Dow opens higher on more upbeat COVID-19 vaccine news

Pfizer and BioNTech said they will seek Emergency Use Authorization from the FDA for their COVID-19 vaccine within days.

The Dow edged higher on Wednesday following more positive news in the race for a safe and effective COVID-19 vaccine [File: Carlo Allegri/Reuters]

The Dow and the S&P 500 opened to the plus side on Wednesday following more promising news in the race for a COVID-19 vaccine and a landmark clearance for Boeing’s beleaguered 737 Max aeroplane.

The Dow Jones Industrial Average jumped almost 50 points, or 0.15 percent, to 29,8333.01 at the open of trading on Wall Street.

The broader S&P 500 index – a proxy for the health of retirement and college savings accounts –  and the Nasdaq Composite Index opened virtually unchanged.

Pfizer Inc and its German partner BioNTech said on Wednesday that final results from the Phase 3 trial of their COVID-19 vaccine showed it to be 95 percent effective – the highest success rate for any pandemic candidate in late-stage trials so far.

The companies said they will seek Emergency Use Authorization from the United States Food and Drug Administration “within days”.

Shares of Pfizer gained a little more than 3 percent at the open of trading.

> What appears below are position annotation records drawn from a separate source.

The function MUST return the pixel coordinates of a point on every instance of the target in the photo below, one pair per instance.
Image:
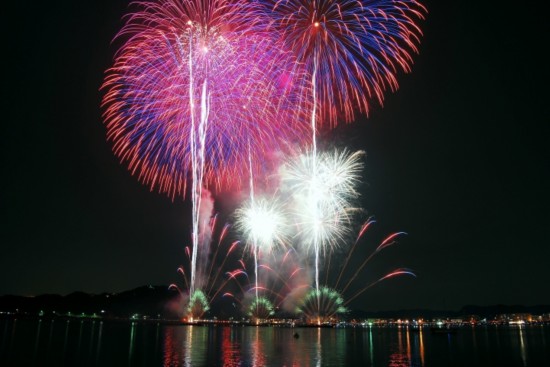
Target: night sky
(457, 158)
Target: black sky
(457, 158)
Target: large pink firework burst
(353, 48)
(198, 85)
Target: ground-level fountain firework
(230, 94)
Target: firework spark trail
(355, 48)
(364, 227)
(387, 242)
(400, 271)
(212, 56)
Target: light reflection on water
(101, 343)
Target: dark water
(27, 342)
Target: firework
(198, 82)
(323, 188)
(260, 309)
(353, 49)
(262, 223)
(321, 305)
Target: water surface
(28, 342)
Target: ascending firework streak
(192, 84)
(262, 224)
(323, 304)
(352, 50)
(323, 188)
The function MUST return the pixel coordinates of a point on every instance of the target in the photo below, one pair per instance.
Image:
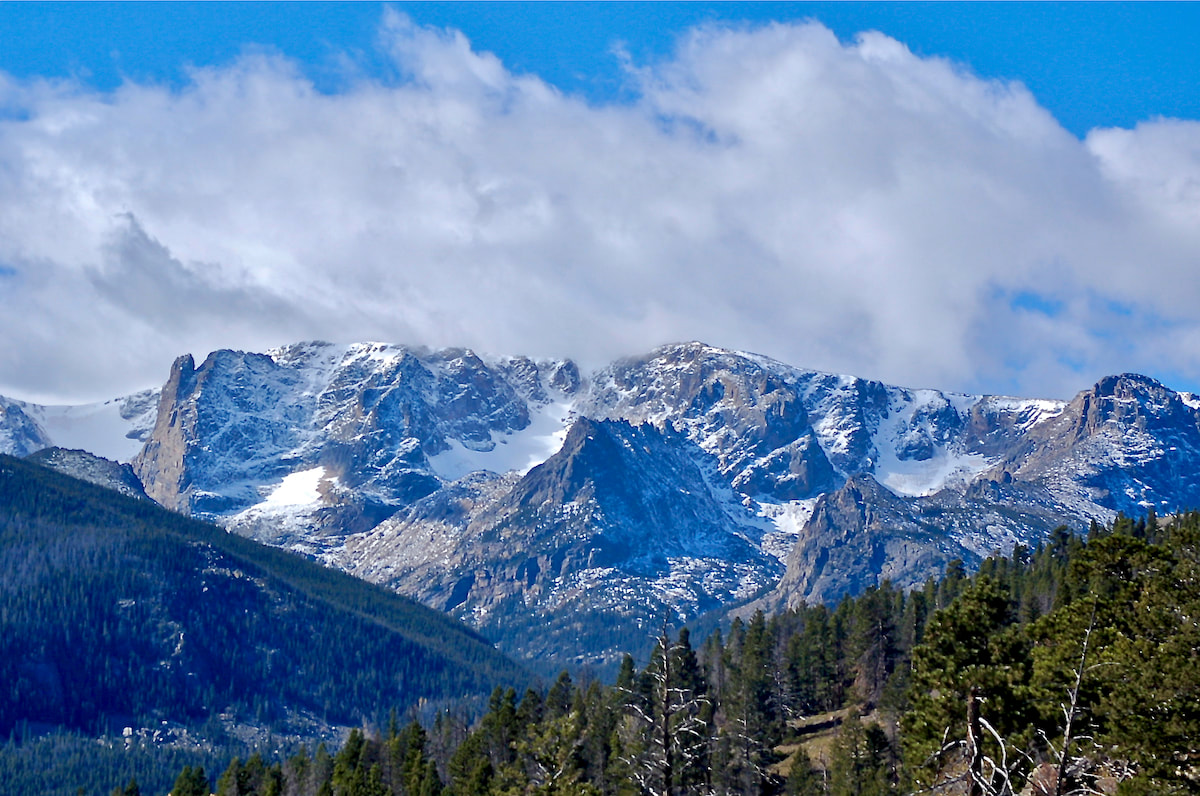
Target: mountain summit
(569, 514)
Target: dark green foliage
(118, 612)
(191, 782)
(1077, 659)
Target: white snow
(1035, 410)
(912, 478)
(298, 489)
(789, 519)
(101, 429)
(521, 450)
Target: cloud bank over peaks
(841, 205)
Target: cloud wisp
(847, 207)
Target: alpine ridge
(568, 515)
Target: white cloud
(849, 207)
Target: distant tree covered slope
(114, 610)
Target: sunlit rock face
(567, 515)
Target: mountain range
(568, 515)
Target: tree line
(1068, 669)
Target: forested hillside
(115, 612)
(1067, 669)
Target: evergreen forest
(1067, 669)
(1063, 670)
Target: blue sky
(978, 197)
(1110, 64)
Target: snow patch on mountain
(786, 520)
(114, 429)
(915, 455)
(514, 452)
(298, 489)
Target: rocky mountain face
(569, 515)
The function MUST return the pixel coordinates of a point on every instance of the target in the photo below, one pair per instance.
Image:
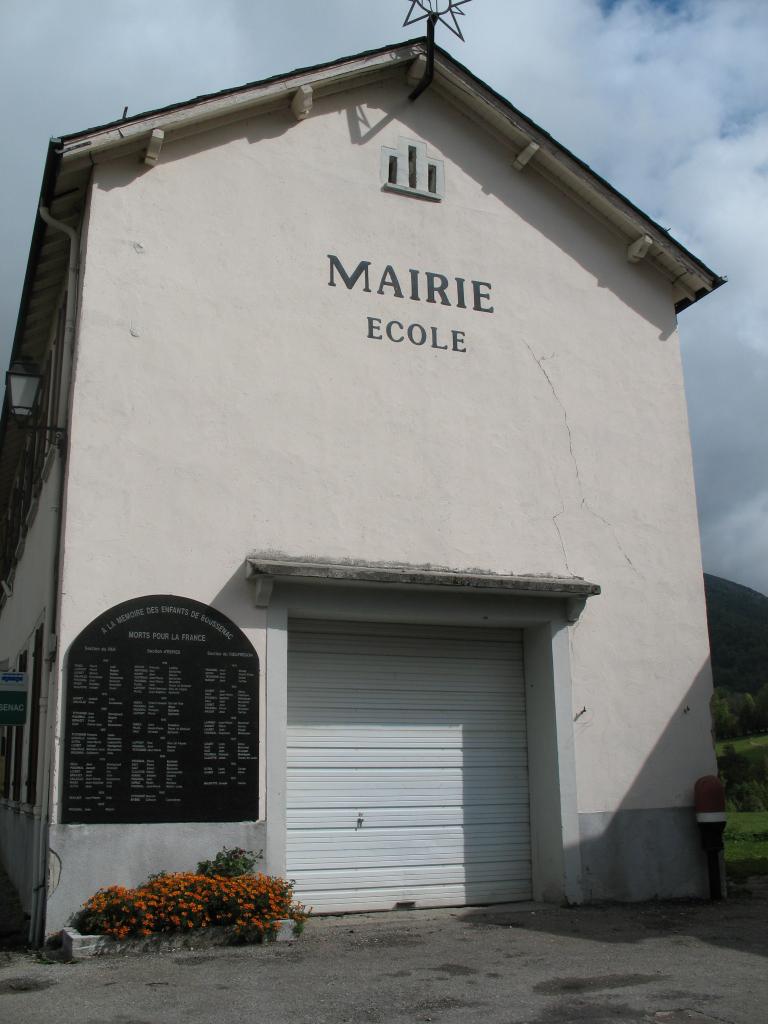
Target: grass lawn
(747, 844)
(751, 747)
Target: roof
(70, 161)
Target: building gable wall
(227, 399)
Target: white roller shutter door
(407, 766)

On Monday, Moderna said preliminary trial data showed its COVID-19 vaccine to be 94.5 percent effective.

Vaccine news has ignited stock rallies since last week as investors rearrange portfolios in anticipation of an economic normalisation next year.

But the hopeful news comes as the virus is running rampant across the world. In the US, new infection rates are hitting records along with hospitalisations for COVID-19.

Officials in Europe and the US have ordered restrictions on public gatherings and businesses in an effort to curb the spread of the disease and reduce stress on healthcare systems. But those measures promise to weigh on an economic recovery that has already downshifted in the US.

Meanwhile, the divide between the haves and have-nots around the world and within countries is growing.

While Wall Street hits record highs, thousands of small businesses in the US are struggling to stay afloat and keep workers on payrolls.

Business owners protest to remain open despite state-mandated restrictions after high case rates placed San Diego County in the most restrictive ‘purple’ tier amid the outbreak of the coronavirus in San Diego, California [File: Mike Blake/Reuters]

Millions formally employed in the hospitality, travel and restaurant and bar industries are out of work. And without the arrival of more financial support from the government, people are running out of cash. Myriad federal pandemic relief schemes ranging from unemployment benefits to eviction moratorium are set to expire by the end of 2020.

On the flip side, those who are still working, including remote workers, are spending on renovations and home improvements and buying houses.

The housing market continues to be red hot. New home construction in the US rose a better-than-expected 4.9 percent to a seasonally adjusted rate of 1.53 million in October, the Commerce Department said on Wednesday.

As COVID-19 spreads, states from California to Illinois are imposing new restrictions, curfews and lockdowns. In Europe, where large economies like Germany are asking businesses to shutter and people to stay home, demonstrations against government lockdowns have turned violent.

Demonstrators put up their hands in front of police officers during a protest against the government’s coronavirus restrictions, near the Brandenburger Gate in Berlin, Germany [File: Christian Mang/Reuters]

Among stocks on the move on Wednesday:

Boeing shares jumped more than 3.5 percent after the FDA cleared the 737 MAX to fly again after a nearly two-year grounding following two deadly crashes.  But the Max returns to service at a time when the pandemic has gutted air travel as well as demand for new aircraft.

Shares of Target Corp were up just shy of 2 percent after the big-box retailer reported better than expected quarterly earnings and sales.